Üst katlarda su-toprak depoları ile sera-bahçe yanında orta sınıf öğrenciler; iç bahçe etrafında şekillenen ikinci katta ise daha üst sınıf öğrenciler için alanlar tasarlanmış. Bu kat dağılımı, öğrencilerin okul ekosistemini kendi başlarına ve akranlarıyla birlikte keşfetme kapasitelerinin artması için planlanmış.
Peyzaj ölçeğindeki kemerlerle çevresindeki ekosistemlere açılan büyük bir boşluk olarak biçimlendirilen ikinci kat, okulun ana sosyal meydanı olarak tasarlanmış. Buradaki mimari, öğretmenleri ve öğrencileri okul yönetimine katılmaya, çevredeki manzaralar ve bölgelerle etkileşime girmeye teşvik edecek şekilde inşa edilmiş. Bu 464 metrekarelik ve 8 metre yüksekliğe sahip merkezi alan, kozmopolit bir agora olarak tasarlanmış.
Ekolojist ve toprak bilimcilerinden oluşan bir ekip, özellikle böcek, kelebek, kuş ve yarasa topluluklarını barındırmak ve beslemek için küçük bahçeler tasarlamış. Bu bahçe; egzersiz yapmak gibi sıradan etkinliklerin yanı sıra, okulun bir topluluk olarak nasıl yürütüldüğü ve komşu alanlarla nasıl ilişki kurulabileceği hakkındaki konuşmaların yapılabileceği bir alan olarak hayata geçirilmiş.

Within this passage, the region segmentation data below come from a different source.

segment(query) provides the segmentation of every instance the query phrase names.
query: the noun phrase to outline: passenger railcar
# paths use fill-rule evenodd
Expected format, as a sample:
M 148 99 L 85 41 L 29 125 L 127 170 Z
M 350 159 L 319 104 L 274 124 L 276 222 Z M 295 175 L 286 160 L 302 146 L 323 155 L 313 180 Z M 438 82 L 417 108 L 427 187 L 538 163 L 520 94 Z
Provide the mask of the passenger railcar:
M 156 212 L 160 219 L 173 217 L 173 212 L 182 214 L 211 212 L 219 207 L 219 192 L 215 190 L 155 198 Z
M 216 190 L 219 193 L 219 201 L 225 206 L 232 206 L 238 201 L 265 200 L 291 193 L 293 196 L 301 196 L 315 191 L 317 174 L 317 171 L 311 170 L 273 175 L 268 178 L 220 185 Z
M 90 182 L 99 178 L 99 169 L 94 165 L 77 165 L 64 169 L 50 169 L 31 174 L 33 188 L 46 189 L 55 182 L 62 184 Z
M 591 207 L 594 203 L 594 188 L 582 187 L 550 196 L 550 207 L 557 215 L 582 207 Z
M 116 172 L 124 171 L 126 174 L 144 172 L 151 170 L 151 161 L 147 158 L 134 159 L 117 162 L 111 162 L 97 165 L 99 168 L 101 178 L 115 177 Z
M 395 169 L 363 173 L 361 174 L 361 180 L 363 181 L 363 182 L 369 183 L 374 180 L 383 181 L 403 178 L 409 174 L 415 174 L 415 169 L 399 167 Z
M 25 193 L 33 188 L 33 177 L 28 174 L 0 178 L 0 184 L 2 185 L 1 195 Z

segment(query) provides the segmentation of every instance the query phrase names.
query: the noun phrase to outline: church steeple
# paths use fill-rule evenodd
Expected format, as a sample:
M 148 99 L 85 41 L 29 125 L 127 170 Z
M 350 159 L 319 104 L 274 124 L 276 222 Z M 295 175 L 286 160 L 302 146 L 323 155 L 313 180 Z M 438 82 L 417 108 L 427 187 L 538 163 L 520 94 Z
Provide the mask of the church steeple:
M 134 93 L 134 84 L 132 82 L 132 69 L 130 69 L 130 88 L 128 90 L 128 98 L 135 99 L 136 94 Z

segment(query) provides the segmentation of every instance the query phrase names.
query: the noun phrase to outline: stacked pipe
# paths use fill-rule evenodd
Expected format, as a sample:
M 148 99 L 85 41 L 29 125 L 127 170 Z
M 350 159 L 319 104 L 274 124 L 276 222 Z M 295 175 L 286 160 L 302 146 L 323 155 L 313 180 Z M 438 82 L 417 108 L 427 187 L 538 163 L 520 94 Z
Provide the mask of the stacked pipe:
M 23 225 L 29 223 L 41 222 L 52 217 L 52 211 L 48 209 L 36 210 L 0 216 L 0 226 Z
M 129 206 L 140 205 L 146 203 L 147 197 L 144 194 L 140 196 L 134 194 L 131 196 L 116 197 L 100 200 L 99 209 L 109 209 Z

Mimarinin genelde mekanik sistemleri gizlemeye yönelik çabalarına bir alternatif olarak bu yapıda tüm hizmetler görünür tutulmuş, böylece binayı aktif tutan sistemlerin öğrenciler tarafından algılanır olması sağlanmış. Binada boruların, kanalların, tellerin ve ızgaraların da malzeme ekosisteminin görsel bir parçası olmasına izin verilmiş.
Okul tasarımlarının %90’ında olduğu gibi, yatay olarak genişleyen bir yapı yerine karbon ayak izini en aza indirebilmek için dikey bir mimari tercih edilmiş.

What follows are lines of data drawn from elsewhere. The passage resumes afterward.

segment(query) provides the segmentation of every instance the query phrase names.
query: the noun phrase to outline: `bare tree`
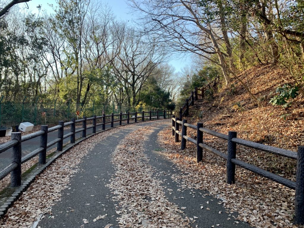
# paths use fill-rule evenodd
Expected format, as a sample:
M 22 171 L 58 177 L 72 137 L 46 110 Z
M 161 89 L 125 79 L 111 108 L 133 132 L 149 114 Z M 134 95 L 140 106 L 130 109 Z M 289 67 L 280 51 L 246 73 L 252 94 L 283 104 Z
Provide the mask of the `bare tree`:
M 119 54 L 112 65 L 126 91 L 128 105 L 135 106 L 139 102 L 145 82 L 155 74 L 166 53 L 153 39 L 148 40 L 149 37 L 143 37 L 132 28 L 125 27 L 123 33 L 119 35 L 116 44 Z
M 15 5 L 19 3 L 27 2 L 30 1 L 31 0 L 12 0 L 3 8 L 0 8 L 0 18 L 8 12 L 9 9 Z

Ofis binanın inşaatında giydirme, asma tavan, yükseltilmiş teknik döşeme, duvar kaplaması, havalandırmalı cephe kullanmamış. Binanın cephelerinde, çatılarında ve iç bölmelerinde kullanılan malzemelerinin büyük bir bölümü, ısı yalıtımı ve mekanik sistem dağıtımı gibi basit stratejilerle değiştirilerek %48 oranında enerji tasarrufu sağlanmış.
Ofis tarafından bu proje için özel olarak geliştirilen en doğal çözüm olan mantar sarma ile ısı izolasyonu sağlanmış. Bina cephesinin %80’i mantarla kaplanarak, Madrid yönetmeliklerinin gerektirdiğinin iki katı ısı yalıtımı sağlanmış ve okulun ısıtılması sırasında tüketilen enerji pasif olarak %50 oranında azaltılmış. Ayrıca mantar dokusunun düzensiz yüzeyi, organik malzemenin birikmesine izin verecek şekilde tasarlanmış, böylece binanın kabuğunun ilerleyen yıllarda çok sayıda mikrobiyolojik mantar, bitki ve hayvan için yaşam alanı haline gelmesi planlanmış.